Love that name for a qi gong exercise.  Recently I took up qi gong again, a very gentle yet powerful, ancient Chinese practice that is thousands of years old and is so much more than exercise.  I love exercise forms that do more than just get you to move your body.  Qi gong promotes wellness by moving the qi or life energy in your body around to circulate it more freely and unblock energy channels along the way.  It is a very slow practice that doesn't look like anything much when you observe it from the outside.  Yet it turns out to be incredibly complex.  Qi gong requires intense mental focus because it entails the coordination of many aspects, such as eye movement, breath, different body parts, awareness of postures and precise positions.  And because the movements are so slow and repetitive it also promotes endurance.

Qi gong works well for me as a meditation in motion, and that is what it is often called, because I don't have much patience with sitting meditation.  With qi gong I am so busy focusing on the various aspects of my body that I am never bored, no matter how many repetitions of the same exercise, and I cannot not be totally in the moment.

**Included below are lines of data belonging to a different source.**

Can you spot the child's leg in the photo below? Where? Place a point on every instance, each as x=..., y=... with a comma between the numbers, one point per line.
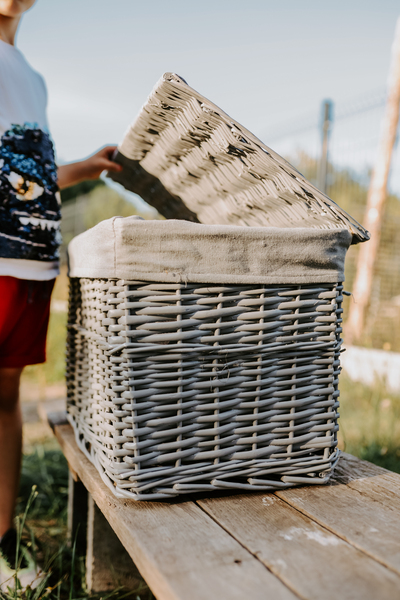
x=24, y=316
x=10, y=444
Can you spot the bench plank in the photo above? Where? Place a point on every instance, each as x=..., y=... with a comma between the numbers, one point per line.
x=308, y=558
x=358, y=512
x=379, y=484
x=178, y=549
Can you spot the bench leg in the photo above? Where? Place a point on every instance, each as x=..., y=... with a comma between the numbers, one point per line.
x=108, y=565
x=77, y=513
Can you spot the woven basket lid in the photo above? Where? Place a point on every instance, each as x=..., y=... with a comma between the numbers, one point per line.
x=190, y=160
x=173, y=251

I admire our teacher who, on top of doing the exercises with us, talks us through them in a slow, meditative voice, all the while noticing when someone locks their knees, hunches their shoulders, or cringes their face.  Then she gently makes us aware of how to improve the posture by a nod of the head, a movement of her eyes, a constructive comment or a prodding question.  Powerful!  What movement practice do you enjoy and why?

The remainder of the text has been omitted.